В. В. Зеленский От редактора русского издания 1929 г (стр. 27 из 147)

Поэтому можно сказать, что у Фрейда основной схемой является сексуальность как наиболее сильное выражение отношений между субъектом и объектом, у Адлера же — власть субъекта, действеннее всего охраняющая его от объектов и ставящая субъекта в изолированное положение, полное, неприкосновенное и прекращающее всякое сношение с внешним миром. Фрейд хотел бы обеспечить свободное истечение влечений на их объекты, Адлер стремится преодолеть враждебные чары объектов и тем спасти эго от удушения в собственных доспехах. Взгляд Фрейда, по сути, является экстравертным, Адлера — интровертным. Экстравертная теория значима для экстравертного типа, интровертная теория — для типа интровертного. Ввиду того что чистый тип является совершенно односторонним продуктом развития, он, по необходимости, будет неуравновешен. Чрезмерное подчеркивание одной функции равносильно вытеснению другой.
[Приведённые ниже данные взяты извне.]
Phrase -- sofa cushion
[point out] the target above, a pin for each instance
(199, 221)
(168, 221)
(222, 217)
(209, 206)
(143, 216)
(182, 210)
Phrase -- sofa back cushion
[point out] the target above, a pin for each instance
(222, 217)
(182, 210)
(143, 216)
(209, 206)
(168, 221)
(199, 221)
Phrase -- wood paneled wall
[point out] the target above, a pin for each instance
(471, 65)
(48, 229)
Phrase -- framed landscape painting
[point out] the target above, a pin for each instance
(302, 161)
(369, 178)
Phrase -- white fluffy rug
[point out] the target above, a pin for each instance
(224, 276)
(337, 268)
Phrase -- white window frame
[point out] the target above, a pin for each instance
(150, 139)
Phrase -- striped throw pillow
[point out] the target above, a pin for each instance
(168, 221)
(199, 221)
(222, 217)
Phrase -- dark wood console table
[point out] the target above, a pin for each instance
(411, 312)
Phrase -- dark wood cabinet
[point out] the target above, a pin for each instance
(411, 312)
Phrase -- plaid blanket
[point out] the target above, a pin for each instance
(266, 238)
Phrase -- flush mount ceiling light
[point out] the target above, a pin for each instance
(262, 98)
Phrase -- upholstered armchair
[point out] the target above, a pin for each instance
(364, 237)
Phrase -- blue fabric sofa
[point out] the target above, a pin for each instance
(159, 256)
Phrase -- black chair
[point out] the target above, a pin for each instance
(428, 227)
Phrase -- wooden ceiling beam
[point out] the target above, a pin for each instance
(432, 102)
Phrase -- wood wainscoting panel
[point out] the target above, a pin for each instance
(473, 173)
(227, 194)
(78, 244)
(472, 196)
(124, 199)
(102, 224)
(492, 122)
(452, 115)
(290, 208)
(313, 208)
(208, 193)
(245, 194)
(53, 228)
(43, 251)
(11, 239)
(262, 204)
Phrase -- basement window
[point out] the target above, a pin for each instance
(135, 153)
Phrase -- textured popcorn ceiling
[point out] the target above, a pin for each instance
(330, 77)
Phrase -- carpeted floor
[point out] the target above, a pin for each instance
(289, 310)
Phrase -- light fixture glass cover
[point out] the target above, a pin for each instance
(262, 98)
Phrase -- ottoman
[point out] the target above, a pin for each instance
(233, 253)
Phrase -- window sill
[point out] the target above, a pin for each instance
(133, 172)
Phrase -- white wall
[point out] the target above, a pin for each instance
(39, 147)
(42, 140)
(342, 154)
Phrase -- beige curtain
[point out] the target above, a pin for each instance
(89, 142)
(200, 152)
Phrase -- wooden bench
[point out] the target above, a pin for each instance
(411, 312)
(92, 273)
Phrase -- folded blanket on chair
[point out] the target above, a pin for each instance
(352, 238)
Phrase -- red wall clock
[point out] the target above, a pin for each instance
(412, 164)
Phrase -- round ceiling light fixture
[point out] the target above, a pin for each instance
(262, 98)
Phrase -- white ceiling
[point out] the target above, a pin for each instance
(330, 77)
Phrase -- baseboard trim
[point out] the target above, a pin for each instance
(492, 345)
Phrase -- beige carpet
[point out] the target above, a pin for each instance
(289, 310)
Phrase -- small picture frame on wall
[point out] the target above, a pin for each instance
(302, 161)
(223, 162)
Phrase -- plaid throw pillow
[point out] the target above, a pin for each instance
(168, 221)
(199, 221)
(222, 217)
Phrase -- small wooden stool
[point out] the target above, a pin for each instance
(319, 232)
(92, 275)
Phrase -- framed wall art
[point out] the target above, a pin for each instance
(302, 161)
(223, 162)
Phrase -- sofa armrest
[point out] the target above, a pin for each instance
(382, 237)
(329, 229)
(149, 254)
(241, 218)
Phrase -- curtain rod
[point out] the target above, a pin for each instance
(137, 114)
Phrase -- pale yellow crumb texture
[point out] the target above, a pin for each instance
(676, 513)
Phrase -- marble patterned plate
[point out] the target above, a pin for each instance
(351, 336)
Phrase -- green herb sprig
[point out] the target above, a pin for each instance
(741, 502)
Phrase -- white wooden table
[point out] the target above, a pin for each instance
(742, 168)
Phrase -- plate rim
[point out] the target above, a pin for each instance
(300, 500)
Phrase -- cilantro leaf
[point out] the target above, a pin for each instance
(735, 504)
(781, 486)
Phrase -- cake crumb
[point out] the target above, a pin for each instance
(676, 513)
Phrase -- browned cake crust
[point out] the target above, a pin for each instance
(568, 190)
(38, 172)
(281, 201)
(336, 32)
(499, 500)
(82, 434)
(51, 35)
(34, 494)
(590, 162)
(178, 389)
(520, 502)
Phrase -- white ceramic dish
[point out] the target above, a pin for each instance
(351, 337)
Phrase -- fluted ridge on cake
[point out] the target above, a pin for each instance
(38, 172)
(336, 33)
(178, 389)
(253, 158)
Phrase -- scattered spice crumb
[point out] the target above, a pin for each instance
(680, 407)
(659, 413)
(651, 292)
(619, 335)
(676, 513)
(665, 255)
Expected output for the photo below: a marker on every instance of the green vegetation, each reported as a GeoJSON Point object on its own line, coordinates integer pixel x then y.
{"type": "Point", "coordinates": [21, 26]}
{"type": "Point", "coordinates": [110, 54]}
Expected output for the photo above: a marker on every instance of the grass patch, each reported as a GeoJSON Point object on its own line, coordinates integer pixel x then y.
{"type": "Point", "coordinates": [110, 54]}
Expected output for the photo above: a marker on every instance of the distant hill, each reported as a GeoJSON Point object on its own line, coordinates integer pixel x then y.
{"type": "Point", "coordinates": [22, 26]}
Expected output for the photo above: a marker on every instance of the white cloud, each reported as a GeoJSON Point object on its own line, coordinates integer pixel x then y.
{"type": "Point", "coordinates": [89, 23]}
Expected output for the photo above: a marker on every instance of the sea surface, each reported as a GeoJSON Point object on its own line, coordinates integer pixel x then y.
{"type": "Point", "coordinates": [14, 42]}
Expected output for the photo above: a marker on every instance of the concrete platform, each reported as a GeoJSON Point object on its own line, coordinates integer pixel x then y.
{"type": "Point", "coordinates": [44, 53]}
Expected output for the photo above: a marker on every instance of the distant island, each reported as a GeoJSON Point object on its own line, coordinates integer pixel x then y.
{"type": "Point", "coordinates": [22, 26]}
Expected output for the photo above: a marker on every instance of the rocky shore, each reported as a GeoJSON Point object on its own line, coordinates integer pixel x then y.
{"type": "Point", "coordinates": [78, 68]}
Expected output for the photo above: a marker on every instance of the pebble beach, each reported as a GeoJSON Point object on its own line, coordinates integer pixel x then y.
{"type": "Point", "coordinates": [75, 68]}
Это вытеснение не уничтожается и психоанализом, ввиду того что применяемый в каждом данном случае метод ориентируется по теории собственного типа. Человек экстравертный будет сводить фантазии, всплывающие из недр его бессознательного, на содержащиеся в них элементы влечения, и это согласно со своей теорией. А интровертный человек будет сводить все на стремление к власти. Результат такого анализа в каждом данном случае лишь прибавляется к уже существующему перевесу. Такой анализ только укрепляет имеющийся уже тип и отнюдь не способствует взаимному пониманию или посредничеству между типами. Напротив того, пропасть становится еще глубже как во внешнем, так и во внутреннем отношении. Кроме того, происходит внутренняя диссоциация, ибо каждый раз в бессознательных фантазиях (сновидениях и т. д.) возникают частицы другой функции, они тотчас же обесцениваются и вновь вытесняются. Поэтому можно, пожалуй, до некоторой степени согласиться с мнением одного критика, утверждавшего, что теория Фрейда — теория невротика, если бы критика эта не была выражением недоброжелательства и не освобождала бы ее автора от обязанности серьезного изучения упомянутых проблем. Как точка зрения Фрейда, так и точка зрения Адлера односторонни, и каждая из них характерна лишь для одного типа.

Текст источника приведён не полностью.